Samsung Headquarters in Samsung Town, Seoul

Source: Samsung Headquarters in Samsung Town, Seoul | Wikipedia

Because of Samsung’s “enormous political clout,” the Fair Trade Commission of South Korea will investigate the company’s alleged standards essential patent abuse.

According to a report by patent blogger Florian Mueller, Apple has charged Samsung that it is abusing the standards essential patents. The patents were said to be already committed to fair, reasonable, and non-discriminatory licensing terms. However, there were claims that the South Korean conglomerate is using it to block the Cupertino-based company’s products from the market.
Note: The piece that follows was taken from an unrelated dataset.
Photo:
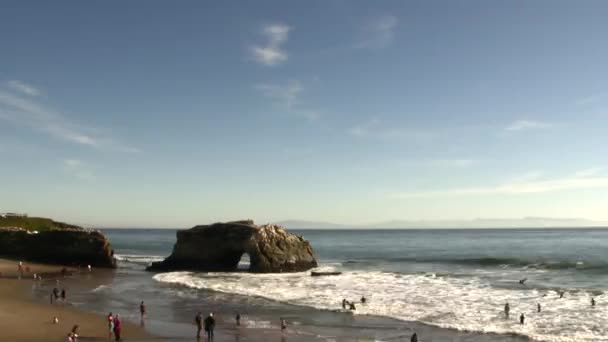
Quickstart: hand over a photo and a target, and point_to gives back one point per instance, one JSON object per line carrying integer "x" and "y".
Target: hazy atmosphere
{"x": 164, "y": 114}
Thus, South Korea’s regulatory agency has joined the European Commission in looking into Samsung’s efforts to use its standards essential patents. By abusing the standards essential patents, it means that the company is using its license to seek injunctions against older iPhone models.

The move came at the heels of Korean court’s determination that both companies had infringed each other’s patents. This infringement resulted in the national sales injunctions of both companies’ older device models.

Korea FTC’s “Courageous” Move

On the other hand, it appears that Korea is seeking to maintain fairness while protecting Samsung. This means that injunctions are likely to stay while the ruling is being appealed.

According to Mueller, FTC of Korea made a “courageous” decision, despite the “enormous political clout” that the conglomerate had in its home country. He also added that this “shows that the Korean government is not prepared to turn its country into a FRAND rogue state only because it may suit Samsung’s short-term tactical needs in a global patent spat.”

Abusing Patents: Who’s Doing It?

In a report by the Korean Times, U.S. Department of Justice Antitrust Chief John Read told Korean delegates that he hopes to see Samsung sell its products in the United States despite the verdict. The verdict that Read talks about was reached by a U.S. District Court jury, which awarded Apple more than one billion dollars in damages and returned profits due to patent infringements.

Meanwhile, the iPhone maker’s critics have vilified that jury and its decision “failed to fulfill their function” for not determining that Apple’s patents were invalid. However, the legal battles between Apple and Samsung cannot be simplified to a fight of open source software against proprietary patents.

Both are pushing their patent rights against each other and looking for sales injunction against each other’s products. The only difference is that Apple is protecting what it thinks is its original inventions, while Samsung wants to leverage its patented contribution to open standards to extract punitive sales ban and monetary awards.